Ole Gunnar Solskjaer (Norwegia)
Meskipun belum memiliki pengalaman melatih tim nasional, mantan pelatih Manchester United, Ole Gunnar Solskjaer, memiliki rekam jejak yang mengesankan di level klub. Pelatih asal Norwegia ini pernah mengantar Manchester United ke partai puncak Liga Europa, meski gagal meraih gelar setelah kalah dramatis dari Villarreal melalui adu penalti.
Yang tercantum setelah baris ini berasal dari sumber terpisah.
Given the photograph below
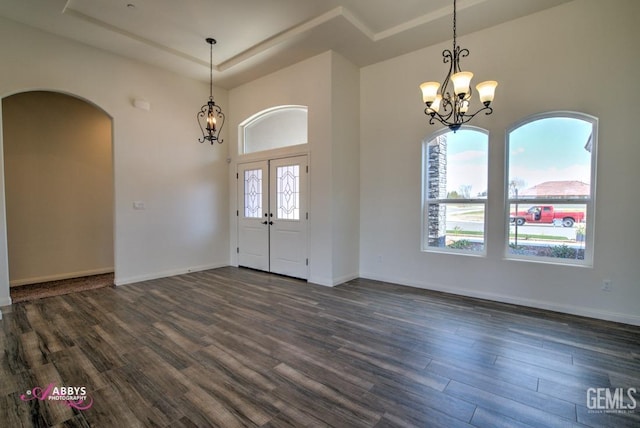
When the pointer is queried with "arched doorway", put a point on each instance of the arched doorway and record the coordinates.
(58, 174)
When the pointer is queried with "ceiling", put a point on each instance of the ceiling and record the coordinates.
(257, 37)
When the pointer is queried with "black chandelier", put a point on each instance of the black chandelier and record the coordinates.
(211, 112)
(455, 105)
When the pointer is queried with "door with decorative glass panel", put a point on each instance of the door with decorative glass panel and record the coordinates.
(272, 216)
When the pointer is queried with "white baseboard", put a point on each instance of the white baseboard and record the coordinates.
(165, 274)
(332, 282)
(59, 276)
(532, 303)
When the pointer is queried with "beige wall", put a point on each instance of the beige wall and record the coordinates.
(59, 187)
(157, 158)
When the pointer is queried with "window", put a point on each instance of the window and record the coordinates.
(455, 191)
(550, 186)
(274, 128)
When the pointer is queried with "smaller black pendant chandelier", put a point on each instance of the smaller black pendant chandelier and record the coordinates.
(455, 105)
(210, 113)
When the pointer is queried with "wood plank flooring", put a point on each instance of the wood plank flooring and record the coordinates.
(238, 348)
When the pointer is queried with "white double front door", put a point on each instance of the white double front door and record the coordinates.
(272, 216)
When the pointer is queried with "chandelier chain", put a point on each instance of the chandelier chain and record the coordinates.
(210, 71)
(454, 25)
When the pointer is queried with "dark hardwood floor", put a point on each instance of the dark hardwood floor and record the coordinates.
(232, 348)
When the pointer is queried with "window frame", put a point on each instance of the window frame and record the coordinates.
(267, 114)
(589, 202)
(426, 201)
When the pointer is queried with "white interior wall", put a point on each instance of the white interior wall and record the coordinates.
(345, 84)
(157, 158)
(576, 57)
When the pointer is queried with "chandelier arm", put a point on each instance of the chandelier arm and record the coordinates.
(454, 107)
(201, 114)
(220, 114)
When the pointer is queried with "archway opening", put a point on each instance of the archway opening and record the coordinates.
(58, 173)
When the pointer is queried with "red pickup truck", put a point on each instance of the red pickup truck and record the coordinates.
(546, 214)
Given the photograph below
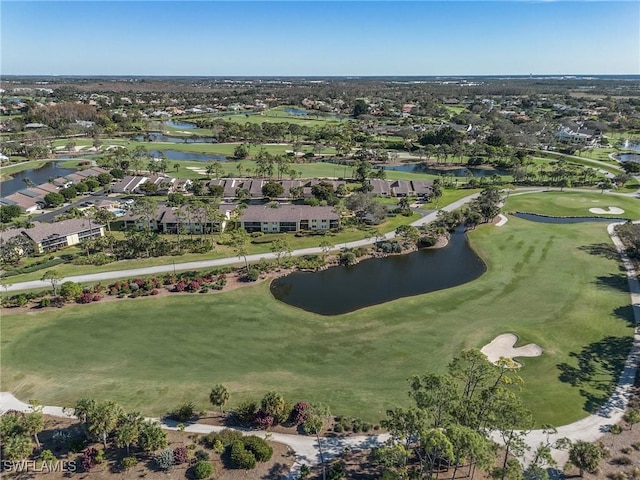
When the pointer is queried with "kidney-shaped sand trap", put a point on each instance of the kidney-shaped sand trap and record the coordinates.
(502, 346)
(608, 211)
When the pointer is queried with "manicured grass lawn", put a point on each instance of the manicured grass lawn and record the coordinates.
(220, 251)
(542, 283)
(572, 204)
(9, 170)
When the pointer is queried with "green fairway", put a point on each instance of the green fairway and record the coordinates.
(8, 170)
(549, 284)
(572, 204)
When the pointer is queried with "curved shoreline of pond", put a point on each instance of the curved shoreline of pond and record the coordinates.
(373, 281)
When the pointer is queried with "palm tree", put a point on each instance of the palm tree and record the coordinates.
(53, 277)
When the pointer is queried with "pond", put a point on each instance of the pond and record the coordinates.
(564, 220)
(161, 137)
(180, 125)
(339, 290)
(193, 156)
(296, 111)
(456, 171)
(628, 157)
(36, 175)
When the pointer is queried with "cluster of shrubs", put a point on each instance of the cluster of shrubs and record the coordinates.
(243, 452)
(201, 284)
(166, 459)
(184, 412)
(90, 458)
(389, 247)
(272, 410)
(135, 288)
(87, 297)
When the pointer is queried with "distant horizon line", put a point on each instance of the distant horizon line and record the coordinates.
(487, 75)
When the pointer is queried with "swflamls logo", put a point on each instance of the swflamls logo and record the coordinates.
(33, 466)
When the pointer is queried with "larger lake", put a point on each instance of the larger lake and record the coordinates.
(36, 175)
(340, 290)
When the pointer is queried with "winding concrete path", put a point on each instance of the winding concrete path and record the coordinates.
(134, 272)
(306, 450)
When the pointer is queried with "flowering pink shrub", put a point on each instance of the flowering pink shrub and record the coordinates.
(263, 420)
(299, 413)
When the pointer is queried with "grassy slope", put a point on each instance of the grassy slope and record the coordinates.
(567, 204)
(220, 251)
(152, 354)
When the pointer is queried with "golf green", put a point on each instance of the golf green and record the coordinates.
(554, 285)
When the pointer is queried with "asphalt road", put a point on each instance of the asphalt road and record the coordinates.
(169, 267)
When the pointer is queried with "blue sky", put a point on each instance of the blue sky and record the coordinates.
(319, 38)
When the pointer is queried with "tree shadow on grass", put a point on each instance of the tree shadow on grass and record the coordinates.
(598, 369)
(615, 281)
(625, 312)
(605, 250)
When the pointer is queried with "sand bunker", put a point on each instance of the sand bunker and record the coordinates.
(502, 346)
(608, 211)
(503, 220)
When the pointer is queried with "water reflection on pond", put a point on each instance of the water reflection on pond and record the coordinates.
(340, 290)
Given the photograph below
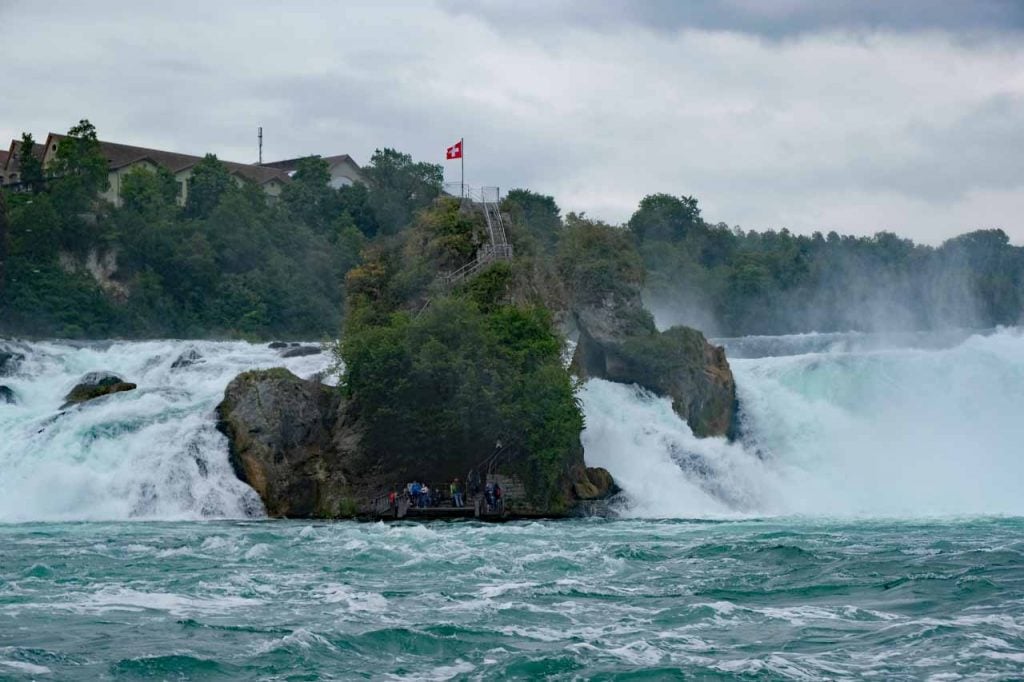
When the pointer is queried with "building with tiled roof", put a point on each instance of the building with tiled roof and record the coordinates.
(10, 161)
(123, 159)
(343, 170)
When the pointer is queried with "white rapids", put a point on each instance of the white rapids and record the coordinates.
(151, 453)
(857, 427)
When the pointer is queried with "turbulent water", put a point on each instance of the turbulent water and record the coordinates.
(870, 522)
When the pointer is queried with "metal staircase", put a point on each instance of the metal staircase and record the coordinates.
(498, 247)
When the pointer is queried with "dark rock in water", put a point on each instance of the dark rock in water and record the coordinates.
(302, 350)
(619, 342)
(9, 361)
(592, 483)
(186, 358)
(96, 384)
(300, 445)
(290, 440)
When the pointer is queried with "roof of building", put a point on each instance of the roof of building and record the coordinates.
(12, 157)
(119, 156)
(293, 164)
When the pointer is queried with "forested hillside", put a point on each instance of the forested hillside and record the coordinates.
(229, 263)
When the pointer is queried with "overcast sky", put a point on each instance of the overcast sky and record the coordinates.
(849, 116)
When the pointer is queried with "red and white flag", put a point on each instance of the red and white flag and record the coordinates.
(454, 152)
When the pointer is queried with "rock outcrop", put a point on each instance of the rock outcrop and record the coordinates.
(301, 351)
(186, 358)
(291, 441)
(96, 384)
(617, 341)
(9, 360)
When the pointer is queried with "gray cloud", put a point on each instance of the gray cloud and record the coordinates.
(810, 116)
(763, 17)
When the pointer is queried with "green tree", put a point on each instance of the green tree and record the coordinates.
(665, 217)
(399, 187)
(209, 181)
(79, 171)
(150, 192)
(538, 212)
(309, 196)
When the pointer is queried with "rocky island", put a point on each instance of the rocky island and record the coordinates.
(465, 377)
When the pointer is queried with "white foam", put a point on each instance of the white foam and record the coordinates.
(151, 453)
(894, 433)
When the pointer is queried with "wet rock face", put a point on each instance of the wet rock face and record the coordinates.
(96, 384)
(290, 441)
(9, 361)
(619, 342)
(300, 351)
(186, 358)
(592, 483)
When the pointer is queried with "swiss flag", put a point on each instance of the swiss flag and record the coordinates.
(454, 152)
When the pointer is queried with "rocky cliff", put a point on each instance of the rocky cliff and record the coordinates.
(617, 339)
(301, 448)
(290, 440)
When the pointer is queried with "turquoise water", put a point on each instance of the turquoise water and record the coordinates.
(624, 599)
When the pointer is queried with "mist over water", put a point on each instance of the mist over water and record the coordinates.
(833, 424)
(151, 453)
(860, 427)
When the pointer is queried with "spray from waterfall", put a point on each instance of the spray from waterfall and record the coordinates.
(858, 428)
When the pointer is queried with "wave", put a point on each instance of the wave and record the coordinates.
(850, 430)
(151, 453)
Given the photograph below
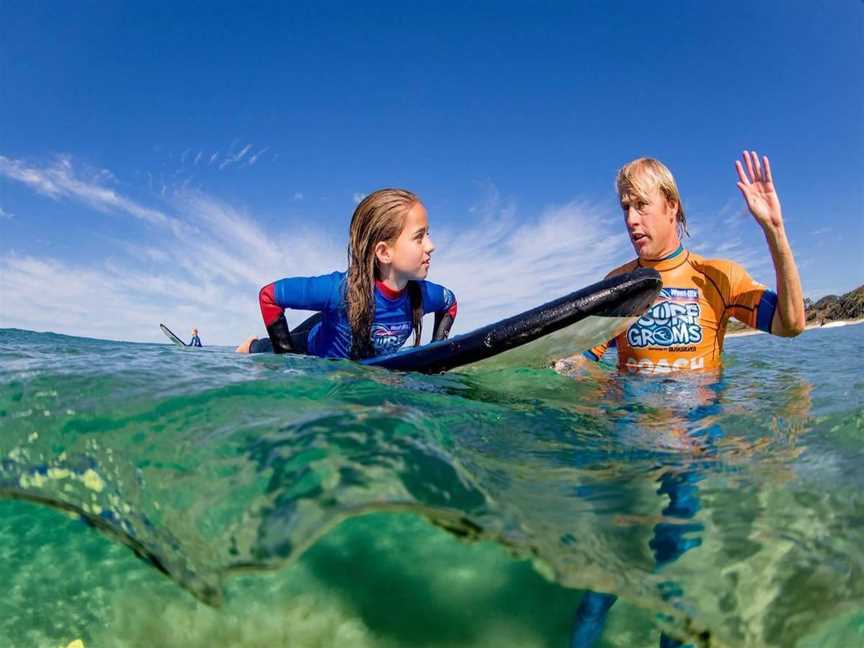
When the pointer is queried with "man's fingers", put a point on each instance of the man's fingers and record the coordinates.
(758, 177)
(768, 176)
(741, 175)
(749, 162)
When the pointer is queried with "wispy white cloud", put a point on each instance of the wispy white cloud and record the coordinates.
(236, 157)
(206, 270)
(61, 181)
(254, 158)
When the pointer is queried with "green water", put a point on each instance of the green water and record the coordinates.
(315, 503)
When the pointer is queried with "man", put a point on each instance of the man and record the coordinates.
(684, 329)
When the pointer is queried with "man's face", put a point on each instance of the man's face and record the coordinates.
(651, 224)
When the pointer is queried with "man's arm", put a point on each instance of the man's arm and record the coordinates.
(757, 187)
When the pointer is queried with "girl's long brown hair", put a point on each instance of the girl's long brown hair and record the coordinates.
(380, 216)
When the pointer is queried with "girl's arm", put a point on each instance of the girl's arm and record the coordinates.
(303, 293)
(441, 301)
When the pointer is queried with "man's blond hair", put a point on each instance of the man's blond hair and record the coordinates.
(640, 176)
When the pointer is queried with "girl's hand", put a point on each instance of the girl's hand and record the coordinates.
(757, 187)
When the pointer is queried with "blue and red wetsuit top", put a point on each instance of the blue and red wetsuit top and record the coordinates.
(331, 337)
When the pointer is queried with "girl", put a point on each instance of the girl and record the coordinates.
(373, 307)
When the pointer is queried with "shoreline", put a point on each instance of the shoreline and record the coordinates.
(808, 327)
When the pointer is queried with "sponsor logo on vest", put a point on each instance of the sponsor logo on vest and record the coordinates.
(664, 365)
(667, 324)
(388, 338)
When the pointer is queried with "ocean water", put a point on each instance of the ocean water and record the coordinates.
(152, 496)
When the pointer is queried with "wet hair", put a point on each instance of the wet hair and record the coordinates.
(638, 177)
(380, 217)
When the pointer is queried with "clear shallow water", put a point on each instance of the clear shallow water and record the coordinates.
(322, 503)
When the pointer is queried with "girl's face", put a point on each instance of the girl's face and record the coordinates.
(652, 224)
(410, 254)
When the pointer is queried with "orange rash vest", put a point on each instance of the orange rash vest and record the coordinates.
(685, 327)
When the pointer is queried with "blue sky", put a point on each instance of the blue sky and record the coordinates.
(160, 162)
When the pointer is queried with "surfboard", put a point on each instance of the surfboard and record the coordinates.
(569, 324)
(173, 337)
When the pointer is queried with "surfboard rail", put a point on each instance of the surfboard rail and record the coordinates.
(624, 296)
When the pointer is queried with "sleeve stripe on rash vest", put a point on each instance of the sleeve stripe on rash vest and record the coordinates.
(765, 311)
(270, 310)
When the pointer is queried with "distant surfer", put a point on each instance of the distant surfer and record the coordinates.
(685, 327)
(375, 306)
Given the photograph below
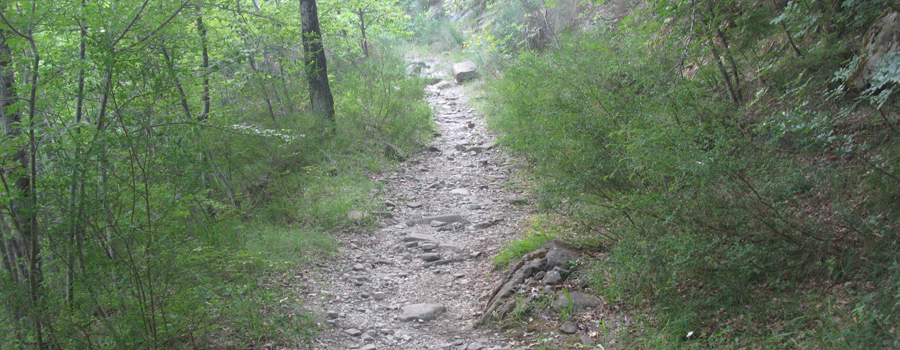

Ralph Hasenhüttl (Austria)
Pelatih asal Austria, Ralph Hasenhüttl, juga layak menjadi opsi pertimbangan bagi Timnas Indonesia. Pengalamannya menahkodai beberapa tim di Liga Inggris dan Jerman menjadi modal berharga. Kans untuk mengamankan Hasenhüttl sangat terbuka lebar, menyusul kariernya yang resmi berakhir pada 4 Mei 2025 lalu.
Rafael Benítez (Spanyol)
Mantan pelatih Liverpool asal Spanyol, Rafael Benítez, adalah opsi menarik lainnya. Catatan gelar mentereng bersama Liverpool FC, Valencia, SSC Napoli, Inter Milan, Newcastle United, dan Chelsea FC dapat menjadi pertimbangan utama PSSI. Sosoknya saat ini bisa didatangkan Timnas Indonesia dengan skema bebas transfer, menyusul kontraknya bersama Celta Vigo yang sudah resmi berakhir pada 12 Maret 2024.
Zinedine Zidane (Prancis)
Pelatih sekaliber legenda Timnas Prancis, Zinedine Zidane, menjadi opsi berikutnya yang paling menarik untuk dipertimbangkan. Kelayakan Zidane tak lepas dari enam gelar bergengsi yang ia catatkan bersama Real Madrid, termasuk dua kali juara dunia antar klub, tiga kali juara Liga Champions, dua kali juara Liga Spanyol, dua kali Piala Super UEFA, dan dua kali Piala Super Spanyol. Statusnya yang bebas kontrak sejak menangani Real Madrid terakhir kali pada 30 Juni 2021 lalu, membuka kans bagi Timnas Indonesia untuk mengamankan tanda tangan pelatih asal Prancis tersebut.
Graham Potter (Inggris)
Pelatih asal Inggris berusia 50 tahun, Graham Potter, bisa menjadi opsi lain yang dipertimbangkan Timnas Indonesia. Mantan pelatih Chelsea ini dapat didatangkan dengan skema bebas transfer. Pengalaman apiknya yang sukses membuat Brighton & Hove Albion tampil memukau di Premier League menjadi pertimbangan. Ia juga tercatat pernah memberikan gelar juara Piala Swedia pada musim 2016/2017.
Roberto Mancini (Italia)
Mantan pelatih Arab Saudi, Roberto Mancini, yang pernah dua kali gagal mengalahkan Timnas Indonesia, adalah salah satu opsi yang patut dipertimbangkan skuad Garuda. Rekam jejaknya yang kenyang gelar di Liga Italia, Inggris, dan Turki menjadi bukti nyata kemampuannya. Inter Milan, SS Lazio, dan Fiorentina adalah tiga tim Serie A Italia yang pernah diberinya gelar. Selain itu, Mancini juga mempersembahkan dua gelar untuk Manchester City dan satu Piala Turki bersama Galatasaray. Di level tim nasional, Roberto Mancini memiliki pengalaman bersama Italia, dengan satu gelar bergengsi juara Euro 2020/2021, dan terakhir bersama Arab Saudi.